Sunday, 5 February 2012

A sight reading app for sore eyes

Picture the scene. You're taking your Grade 5 piano and the exam is going OK so far. You've played one baroque piece fairly monotonously, but probably well enough to pass. You've given the classical piano sonata movement a bit more flair but there were some quite nasty mistakes in the upper right hand. Then you've dashed off the final 20th century piece with an air of celebration totally missing from the first two pieces.

The pass or fail hangs in the balance, then – as it does after some frankly patchy scales and arpeggios. It's time for the bit we all hate – the sight reading. With piano for some reason sight reading is even worse, it being over two staves, and sure enough you're struggling early on and wanting to go back and correct things. How to improve this examination banana skin?
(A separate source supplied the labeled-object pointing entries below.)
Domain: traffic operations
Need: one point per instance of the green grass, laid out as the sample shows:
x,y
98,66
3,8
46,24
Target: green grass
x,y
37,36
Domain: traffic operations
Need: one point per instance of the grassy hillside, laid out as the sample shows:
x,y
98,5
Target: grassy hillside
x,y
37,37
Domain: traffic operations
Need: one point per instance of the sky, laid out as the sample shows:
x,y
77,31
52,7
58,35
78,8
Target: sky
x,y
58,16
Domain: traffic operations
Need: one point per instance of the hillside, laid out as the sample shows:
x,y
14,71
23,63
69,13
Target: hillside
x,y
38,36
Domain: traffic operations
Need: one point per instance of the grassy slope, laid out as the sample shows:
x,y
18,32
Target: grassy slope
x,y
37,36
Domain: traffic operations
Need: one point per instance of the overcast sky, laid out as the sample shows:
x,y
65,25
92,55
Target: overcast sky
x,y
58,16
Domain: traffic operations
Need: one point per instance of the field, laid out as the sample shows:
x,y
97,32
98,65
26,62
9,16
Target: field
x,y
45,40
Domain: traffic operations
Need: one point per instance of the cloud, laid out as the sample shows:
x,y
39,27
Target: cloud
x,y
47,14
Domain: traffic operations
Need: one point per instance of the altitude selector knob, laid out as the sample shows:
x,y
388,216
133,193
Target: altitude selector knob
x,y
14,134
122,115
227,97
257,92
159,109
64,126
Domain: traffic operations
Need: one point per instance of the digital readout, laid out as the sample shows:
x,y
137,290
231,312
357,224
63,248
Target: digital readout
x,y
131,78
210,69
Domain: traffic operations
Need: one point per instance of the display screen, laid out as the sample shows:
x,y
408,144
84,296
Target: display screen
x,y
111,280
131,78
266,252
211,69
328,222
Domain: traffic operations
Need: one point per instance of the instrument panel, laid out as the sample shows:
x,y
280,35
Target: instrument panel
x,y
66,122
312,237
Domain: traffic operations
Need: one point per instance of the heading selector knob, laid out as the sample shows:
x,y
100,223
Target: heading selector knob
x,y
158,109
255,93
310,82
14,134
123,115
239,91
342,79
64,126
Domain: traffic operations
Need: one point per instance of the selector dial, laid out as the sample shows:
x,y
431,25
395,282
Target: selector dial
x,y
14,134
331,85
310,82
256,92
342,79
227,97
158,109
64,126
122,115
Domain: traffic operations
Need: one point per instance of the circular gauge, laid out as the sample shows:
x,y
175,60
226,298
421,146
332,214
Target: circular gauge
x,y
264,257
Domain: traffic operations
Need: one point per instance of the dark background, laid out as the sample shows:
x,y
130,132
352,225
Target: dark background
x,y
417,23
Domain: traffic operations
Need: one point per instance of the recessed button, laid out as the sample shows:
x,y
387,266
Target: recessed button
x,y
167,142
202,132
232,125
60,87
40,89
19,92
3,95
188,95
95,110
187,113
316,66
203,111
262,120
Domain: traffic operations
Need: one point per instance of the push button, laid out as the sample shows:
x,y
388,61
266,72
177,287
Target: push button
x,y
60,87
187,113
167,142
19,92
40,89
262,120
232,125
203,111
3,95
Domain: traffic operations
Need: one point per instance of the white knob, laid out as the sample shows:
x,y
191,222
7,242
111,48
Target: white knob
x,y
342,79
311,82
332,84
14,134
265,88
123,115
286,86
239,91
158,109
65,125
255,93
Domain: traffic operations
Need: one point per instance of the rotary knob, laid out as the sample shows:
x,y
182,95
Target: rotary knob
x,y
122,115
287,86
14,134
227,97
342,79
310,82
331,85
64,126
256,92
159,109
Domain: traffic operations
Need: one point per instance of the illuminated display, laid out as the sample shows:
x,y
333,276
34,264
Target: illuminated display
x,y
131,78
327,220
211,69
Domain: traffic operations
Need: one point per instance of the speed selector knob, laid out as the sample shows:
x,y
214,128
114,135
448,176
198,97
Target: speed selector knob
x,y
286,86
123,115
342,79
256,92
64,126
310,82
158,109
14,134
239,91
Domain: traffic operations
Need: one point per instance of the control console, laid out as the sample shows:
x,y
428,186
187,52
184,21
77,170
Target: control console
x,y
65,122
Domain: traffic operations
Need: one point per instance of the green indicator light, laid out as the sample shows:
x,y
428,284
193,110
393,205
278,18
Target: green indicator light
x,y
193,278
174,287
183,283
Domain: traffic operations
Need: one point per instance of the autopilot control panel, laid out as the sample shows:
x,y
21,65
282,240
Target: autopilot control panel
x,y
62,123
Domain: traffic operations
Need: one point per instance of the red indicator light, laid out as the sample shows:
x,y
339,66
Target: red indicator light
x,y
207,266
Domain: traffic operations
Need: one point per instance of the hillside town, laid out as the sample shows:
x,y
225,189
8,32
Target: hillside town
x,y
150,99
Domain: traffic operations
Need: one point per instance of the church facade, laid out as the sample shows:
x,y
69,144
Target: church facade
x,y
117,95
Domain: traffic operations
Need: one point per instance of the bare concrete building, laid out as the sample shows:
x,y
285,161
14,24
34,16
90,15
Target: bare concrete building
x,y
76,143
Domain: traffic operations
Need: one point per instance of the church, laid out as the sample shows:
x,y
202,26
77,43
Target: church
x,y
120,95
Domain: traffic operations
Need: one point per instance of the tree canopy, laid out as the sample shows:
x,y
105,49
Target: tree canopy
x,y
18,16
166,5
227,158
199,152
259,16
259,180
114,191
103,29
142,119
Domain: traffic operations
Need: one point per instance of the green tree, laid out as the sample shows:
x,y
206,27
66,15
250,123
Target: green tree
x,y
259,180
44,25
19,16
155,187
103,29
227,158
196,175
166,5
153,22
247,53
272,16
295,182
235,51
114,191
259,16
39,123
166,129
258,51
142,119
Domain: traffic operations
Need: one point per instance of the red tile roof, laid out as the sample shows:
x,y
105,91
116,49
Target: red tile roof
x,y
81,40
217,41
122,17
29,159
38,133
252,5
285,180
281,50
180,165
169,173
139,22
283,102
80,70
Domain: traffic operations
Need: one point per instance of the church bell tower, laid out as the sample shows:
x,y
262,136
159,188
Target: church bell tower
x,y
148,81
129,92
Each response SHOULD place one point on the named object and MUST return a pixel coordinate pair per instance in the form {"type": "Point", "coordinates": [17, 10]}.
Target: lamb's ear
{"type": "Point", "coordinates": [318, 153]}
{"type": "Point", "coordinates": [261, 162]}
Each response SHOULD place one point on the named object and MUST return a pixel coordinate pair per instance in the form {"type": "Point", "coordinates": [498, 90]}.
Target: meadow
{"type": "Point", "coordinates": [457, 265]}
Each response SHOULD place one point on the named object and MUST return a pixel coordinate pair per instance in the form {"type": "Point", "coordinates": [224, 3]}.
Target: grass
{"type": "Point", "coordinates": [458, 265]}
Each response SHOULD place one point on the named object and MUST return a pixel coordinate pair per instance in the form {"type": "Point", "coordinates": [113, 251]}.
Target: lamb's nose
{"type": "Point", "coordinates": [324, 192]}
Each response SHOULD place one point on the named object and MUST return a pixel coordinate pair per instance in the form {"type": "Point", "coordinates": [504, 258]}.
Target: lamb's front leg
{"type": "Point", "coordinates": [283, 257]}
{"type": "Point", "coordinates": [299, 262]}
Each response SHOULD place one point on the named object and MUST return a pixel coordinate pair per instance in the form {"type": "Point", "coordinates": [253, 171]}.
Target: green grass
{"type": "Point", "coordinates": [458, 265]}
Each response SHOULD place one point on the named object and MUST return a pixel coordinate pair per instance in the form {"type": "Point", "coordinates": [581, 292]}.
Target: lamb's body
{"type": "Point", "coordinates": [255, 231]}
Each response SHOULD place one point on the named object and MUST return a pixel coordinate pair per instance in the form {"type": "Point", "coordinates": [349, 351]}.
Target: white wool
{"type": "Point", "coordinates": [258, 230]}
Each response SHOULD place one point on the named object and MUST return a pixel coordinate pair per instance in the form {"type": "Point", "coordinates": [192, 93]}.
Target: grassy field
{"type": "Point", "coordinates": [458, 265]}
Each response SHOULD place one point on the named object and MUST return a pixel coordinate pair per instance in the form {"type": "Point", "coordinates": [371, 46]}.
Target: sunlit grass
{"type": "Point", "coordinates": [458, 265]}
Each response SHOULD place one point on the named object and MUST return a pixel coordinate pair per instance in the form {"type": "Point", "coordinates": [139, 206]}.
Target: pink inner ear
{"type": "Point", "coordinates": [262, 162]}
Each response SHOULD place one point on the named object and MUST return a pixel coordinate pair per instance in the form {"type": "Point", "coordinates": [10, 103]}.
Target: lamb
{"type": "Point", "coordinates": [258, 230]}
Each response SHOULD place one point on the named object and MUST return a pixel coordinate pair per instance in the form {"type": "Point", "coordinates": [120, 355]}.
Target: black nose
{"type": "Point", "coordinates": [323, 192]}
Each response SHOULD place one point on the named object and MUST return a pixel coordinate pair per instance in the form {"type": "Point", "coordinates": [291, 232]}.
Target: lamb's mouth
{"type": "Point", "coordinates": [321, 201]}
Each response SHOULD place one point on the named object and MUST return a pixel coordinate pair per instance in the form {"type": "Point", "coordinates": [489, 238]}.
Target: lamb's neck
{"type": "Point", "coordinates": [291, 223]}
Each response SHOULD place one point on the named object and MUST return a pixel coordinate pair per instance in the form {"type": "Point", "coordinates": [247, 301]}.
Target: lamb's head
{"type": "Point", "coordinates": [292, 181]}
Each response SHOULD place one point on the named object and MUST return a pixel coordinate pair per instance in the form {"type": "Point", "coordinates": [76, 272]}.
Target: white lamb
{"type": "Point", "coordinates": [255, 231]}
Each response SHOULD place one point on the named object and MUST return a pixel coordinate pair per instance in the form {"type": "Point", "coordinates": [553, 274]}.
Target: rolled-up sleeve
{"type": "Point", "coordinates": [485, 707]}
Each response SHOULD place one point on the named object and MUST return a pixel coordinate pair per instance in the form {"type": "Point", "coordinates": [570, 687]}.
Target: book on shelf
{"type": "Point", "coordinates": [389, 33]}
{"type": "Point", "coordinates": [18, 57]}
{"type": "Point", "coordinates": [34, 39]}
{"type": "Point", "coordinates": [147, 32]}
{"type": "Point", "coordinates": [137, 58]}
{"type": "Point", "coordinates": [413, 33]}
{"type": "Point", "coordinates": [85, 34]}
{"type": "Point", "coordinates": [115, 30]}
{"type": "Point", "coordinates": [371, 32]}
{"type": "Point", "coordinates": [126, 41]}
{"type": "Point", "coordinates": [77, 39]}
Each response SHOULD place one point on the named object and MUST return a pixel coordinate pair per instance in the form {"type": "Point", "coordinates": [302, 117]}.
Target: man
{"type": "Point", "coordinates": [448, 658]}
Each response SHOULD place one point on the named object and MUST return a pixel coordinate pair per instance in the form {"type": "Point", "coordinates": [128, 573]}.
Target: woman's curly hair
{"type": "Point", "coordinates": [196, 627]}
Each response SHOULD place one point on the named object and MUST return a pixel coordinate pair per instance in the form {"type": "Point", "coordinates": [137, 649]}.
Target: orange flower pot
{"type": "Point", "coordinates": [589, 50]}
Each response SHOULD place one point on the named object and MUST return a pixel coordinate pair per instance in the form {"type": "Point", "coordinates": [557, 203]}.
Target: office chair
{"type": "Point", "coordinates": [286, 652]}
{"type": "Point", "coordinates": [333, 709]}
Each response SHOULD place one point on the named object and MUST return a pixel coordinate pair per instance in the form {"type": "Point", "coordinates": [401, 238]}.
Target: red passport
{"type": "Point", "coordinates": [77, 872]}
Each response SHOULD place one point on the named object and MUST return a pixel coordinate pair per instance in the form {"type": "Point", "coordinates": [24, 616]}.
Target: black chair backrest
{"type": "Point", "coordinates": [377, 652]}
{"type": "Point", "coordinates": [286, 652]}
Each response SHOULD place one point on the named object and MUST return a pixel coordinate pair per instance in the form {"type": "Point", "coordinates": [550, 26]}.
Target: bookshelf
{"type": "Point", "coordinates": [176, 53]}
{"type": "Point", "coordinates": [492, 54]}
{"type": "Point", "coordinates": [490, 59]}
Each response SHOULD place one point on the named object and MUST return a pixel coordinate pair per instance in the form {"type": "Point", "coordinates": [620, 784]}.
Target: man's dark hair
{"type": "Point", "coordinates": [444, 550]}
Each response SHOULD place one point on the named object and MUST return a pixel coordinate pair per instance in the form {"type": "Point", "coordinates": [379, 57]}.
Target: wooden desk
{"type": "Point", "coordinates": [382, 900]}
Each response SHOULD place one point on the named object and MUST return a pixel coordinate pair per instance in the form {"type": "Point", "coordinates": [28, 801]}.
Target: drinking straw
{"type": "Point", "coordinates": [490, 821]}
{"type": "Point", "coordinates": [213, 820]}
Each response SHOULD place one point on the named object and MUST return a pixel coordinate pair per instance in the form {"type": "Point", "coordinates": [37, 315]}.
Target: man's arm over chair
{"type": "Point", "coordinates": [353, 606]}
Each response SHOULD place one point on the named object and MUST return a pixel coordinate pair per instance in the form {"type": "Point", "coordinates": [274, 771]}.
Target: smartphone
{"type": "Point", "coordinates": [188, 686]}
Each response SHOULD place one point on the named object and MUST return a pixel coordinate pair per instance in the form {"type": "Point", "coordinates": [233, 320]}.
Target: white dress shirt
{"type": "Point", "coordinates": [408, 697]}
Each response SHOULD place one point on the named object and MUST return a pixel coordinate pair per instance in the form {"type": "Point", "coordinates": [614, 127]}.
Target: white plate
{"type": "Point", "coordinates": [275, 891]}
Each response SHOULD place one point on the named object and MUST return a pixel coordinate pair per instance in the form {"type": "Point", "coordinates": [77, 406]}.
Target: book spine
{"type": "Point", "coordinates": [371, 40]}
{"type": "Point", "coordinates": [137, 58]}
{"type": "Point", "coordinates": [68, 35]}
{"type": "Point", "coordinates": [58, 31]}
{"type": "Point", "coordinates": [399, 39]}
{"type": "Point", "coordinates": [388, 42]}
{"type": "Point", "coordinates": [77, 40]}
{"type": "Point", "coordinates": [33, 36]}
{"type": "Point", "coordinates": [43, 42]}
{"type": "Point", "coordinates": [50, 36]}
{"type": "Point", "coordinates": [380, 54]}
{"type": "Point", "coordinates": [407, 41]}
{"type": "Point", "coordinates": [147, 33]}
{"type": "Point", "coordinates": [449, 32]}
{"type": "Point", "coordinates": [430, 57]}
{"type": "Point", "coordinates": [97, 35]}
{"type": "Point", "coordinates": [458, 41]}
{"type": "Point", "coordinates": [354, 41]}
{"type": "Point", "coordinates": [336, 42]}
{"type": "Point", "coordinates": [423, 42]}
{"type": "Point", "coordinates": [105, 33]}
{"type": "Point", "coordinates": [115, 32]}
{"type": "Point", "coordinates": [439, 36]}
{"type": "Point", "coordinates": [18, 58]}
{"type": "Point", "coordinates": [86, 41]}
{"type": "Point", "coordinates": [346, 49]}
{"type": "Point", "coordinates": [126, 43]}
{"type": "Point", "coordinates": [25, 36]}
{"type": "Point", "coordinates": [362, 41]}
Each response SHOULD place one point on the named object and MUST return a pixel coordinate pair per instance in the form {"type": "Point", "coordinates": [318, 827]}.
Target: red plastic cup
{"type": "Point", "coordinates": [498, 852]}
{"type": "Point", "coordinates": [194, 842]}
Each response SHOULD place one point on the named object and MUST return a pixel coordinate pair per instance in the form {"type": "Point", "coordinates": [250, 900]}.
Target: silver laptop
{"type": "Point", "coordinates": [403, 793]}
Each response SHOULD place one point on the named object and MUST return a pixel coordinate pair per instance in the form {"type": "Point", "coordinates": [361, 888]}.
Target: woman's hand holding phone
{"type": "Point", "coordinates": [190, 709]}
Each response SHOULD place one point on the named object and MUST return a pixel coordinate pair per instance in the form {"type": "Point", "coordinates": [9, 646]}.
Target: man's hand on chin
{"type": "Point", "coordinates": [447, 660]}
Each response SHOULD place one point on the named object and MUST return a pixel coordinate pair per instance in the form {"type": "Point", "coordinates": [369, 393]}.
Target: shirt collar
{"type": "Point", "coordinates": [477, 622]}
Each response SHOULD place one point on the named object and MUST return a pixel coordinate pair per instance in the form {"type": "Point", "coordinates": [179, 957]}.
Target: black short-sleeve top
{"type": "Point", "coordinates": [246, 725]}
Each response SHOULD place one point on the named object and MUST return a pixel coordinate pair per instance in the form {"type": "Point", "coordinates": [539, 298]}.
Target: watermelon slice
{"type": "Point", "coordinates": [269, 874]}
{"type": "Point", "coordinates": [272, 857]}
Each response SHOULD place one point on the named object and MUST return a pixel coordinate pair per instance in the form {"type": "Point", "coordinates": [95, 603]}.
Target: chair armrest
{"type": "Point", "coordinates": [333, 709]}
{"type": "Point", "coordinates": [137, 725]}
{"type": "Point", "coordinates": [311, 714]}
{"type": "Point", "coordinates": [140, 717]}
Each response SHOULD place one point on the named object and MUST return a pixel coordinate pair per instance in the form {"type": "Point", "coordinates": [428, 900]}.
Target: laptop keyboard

The answer, at long last, appears to have been found. Previously sight reading practice was restricted to a one minute glare at something on paper from the Associated Board of the Royal Schools of Music, followed by an attempt to get the two hands playing together in something you might call rhythm. But suddenly that sort of practice has become far more attractive due to a rather clever iPad app. You put the iPad on its side, on the piano music stand, cue up a piece of music according to your standard, set the metronome for the tempo you want to try and perform the music at – and then it counts you in.

Suddenly it all makes sense. The music disappears from the screen as you play it, which makes you think forward as a performer, a notion helped by the priceless Daniel Barenboim quote that "by definition, sight reading means playing bar one with your eyes while your brain is on bar five". The only disadvantage with this is not being able to go back at all and correct anything – naturally – but it means that over a few practice sessions that notion will probably be removed.

The man responsible for this innovation is Dr Christopher Wiltshire, who owns Wessar, the company releasing the app. Himself a former examiner, Wiltshire jokes that he initially developed the app to relieve the pain experienced by his colleagues in test conditions, but the benefits to pupils are obvious and immense, beyond the obvious short term gain of passing your exam.

Wessar will soon develop the app for other, 'single line' instruments, and can claim a comfortable victory with its first instrumental instalment. It's surprisingly involving, and sight reading – which was easily bottom of the class in the six exam 'movements' – moves strongly towards the top. It's an example of how music and technology can be used together for good – and those painful sight reading parts of the exam, which, as you may have guessed, was my own, could soon be consigned to the memory dump.